No es que el robo haya venido a hacerle trampa a la ley: con el robo llegó la ley y se entronizó. Muy a menudo eran los encargados de aplicar las leyes quienes cometían el delito y lo legitimaban. Imagino que a las facultades de Derecho les causa tanta consternación leer la minuciosa historia de nuestra injusticia que prefieren no pensar en ello. Por eso no vemos hoy grandes debates sobre el modo como ha sido profanado siempre en nuestro suelo el derecho de propiedad: casi tanto como el derecho a la vida.
Por allá en los años treinta se empezó a hablar de la necesidad de una Reforma Agraria. Pero los tenientes de la tierra no sólo habían sido hábiles a la hora de obtenerla: se mostraron más hábiles aún a la hora de defenderla, y la legalidad tan profanada por ellos o por sus respetables antepasados se volvió su disciplina favorita, para ejercer la legítima defensa contra toda amenaza liberal.
Y llegaron los temibles y rojos años cincuenta. Y en vez del éxito de la Ley de Tierras de López Pumarejo, y en vez de la reforma tan cantada, Colombia vivió esa espantosa contrarreforma agraria que se llamó La Violencia, que cambió el mapa de la propiedad, precisamente allí donde estaba la principal riqueza nacional, la zona cafetera. Muchos teóricos preguntaban por qué maldición la violencia se ensañaba con tierras tan hermosas y fecundas. Sin embargo, era fácil ver cómo coincidía el rastro rojo de la sangre con el rastro rojo de los frutos en las ramas.
Después de aquello, de nada se habló tanto en Colombia como de la Reforma Agraria. Pero un magistral Congreso de terratenientes se encargó de impedir, por siempre y siempre y siempre, que aquella reforma llegara. De pronto, en los años ochenta, otro cambio ocurrió en nuestros campos. ¿Llegaba por fin la Reforma Agraria que aclimataría la paz, que honraría la vocación agrícola del país, que por fin les haría justicia a los campesinos tan maltratados, tan expulsados?
No: nuevos terratenientes venían por el resto. Los campesinos que quedaban en nuestros campos fueron arrojados a las ciudades, y no precisamente a trabajar en la industria, porque ya la industria había sido sustituida por dos grandes renglones de la economía, el tráfico de drogas y el lavado de activos.

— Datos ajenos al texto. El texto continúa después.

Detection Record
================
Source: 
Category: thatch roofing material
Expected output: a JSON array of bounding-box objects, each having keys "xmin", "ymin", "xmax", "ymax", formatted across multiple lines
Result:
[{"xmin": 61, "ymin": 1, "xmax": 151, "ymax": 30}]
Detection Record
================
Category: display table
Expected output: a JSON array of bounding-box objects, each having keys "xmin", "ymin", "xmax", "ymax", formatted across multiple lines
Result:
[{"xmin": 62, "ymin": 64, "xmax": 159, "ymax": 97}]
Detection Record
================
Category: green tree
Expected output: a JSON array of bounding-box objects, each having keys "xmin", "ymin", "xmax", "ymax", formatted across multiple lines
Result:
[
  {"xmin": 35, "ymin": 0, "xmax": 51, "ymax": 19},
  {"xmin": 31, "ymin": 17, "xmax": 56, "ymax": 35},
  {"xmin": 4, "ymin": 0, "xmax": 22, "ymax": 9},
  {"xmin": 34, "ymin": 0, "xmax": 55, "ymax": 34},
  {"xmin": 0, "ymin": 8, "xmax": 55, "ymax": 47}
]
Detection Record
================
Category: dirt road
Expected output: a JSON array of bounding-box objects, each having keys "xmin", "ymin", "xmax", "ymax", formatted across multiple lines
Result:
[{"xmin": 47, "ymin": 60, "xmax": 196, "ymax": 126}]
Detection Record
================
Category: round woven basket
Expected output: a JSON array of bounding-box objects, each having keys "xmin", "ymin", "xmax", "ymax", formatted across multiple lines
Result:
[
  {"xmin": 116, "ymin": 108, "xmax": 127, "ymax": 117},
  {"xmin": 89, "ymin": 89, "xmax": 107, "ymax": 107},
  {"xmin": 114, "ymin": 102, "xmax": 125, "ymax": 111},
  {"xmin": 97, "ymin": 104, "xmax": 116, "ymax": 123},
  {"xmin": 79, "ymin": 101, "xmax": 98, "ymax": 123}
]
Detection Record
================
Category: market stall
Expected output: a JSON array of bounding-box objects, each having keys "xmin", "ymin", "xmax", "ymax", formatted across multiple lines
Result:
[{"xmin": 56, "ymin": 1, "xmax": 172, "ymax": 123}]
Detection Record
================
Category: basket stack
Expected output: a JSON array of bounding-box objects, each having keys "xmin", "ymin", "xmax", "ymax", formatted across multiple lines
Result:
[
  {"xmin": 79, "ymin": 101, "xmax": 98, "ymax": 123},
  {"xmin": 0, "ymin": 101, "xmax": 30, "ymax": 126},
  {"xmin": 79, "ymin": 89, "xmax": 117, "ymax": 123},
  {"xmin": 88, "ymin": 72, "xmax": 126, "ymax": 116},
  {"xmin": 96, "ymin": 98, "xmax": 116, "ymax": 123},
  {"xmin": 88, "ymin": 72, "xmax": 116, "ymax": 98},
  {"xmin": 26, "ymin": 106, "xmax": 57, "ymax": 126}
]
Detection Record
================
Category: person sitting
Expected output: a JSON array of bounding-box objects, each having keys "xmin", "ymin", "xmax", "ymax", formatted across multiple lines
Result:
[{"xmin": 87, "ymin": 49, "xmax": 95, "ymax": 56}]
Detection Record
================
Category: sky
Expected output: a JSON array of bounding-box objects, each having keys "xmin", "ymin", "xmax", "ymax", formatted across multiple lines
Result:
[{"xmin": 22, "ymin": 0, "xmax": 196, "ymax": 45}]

Sus hijos no tendrían opciones laborales por fuera de esos florecientes y violentos negocios.
En un país donde la más antigua tradición es el despojo de tierras, resulta asombroso oír hablar de la intención de devolver la tierra a sus propietarios. La más reciente oleada dejó millones de hectáreas productivas en otras manos. ¿Cómo irán a hacer para arrebatarles las tierras a sus actuales dueños y devolvérselas a los campesinos desplazados? La generosa intención no puede olvidar que estamos en un país donde la voluntad de los terratenientes se confundió siempre con la ley.
Desde el comienzo de nuestra historia, cierta gente se acostumbró a robar algo que no es posible llevarse para ninguna parte, que tiene que permanecer allí donde estaba. Se acostumbró a cometer robos que no es posible ocultar, a robar lo que enseguida se advierte que ha sido robado. ¿Cómo lo hacen? ¿Y cómo logran que esos robos sean enormes, persistentes, eficaces e impunes? El que logre explicarlo habrá llegado al alma de nuestra sociedad, a la clave de nuestra identidad, al secreto mejor guardado de nuestra nación.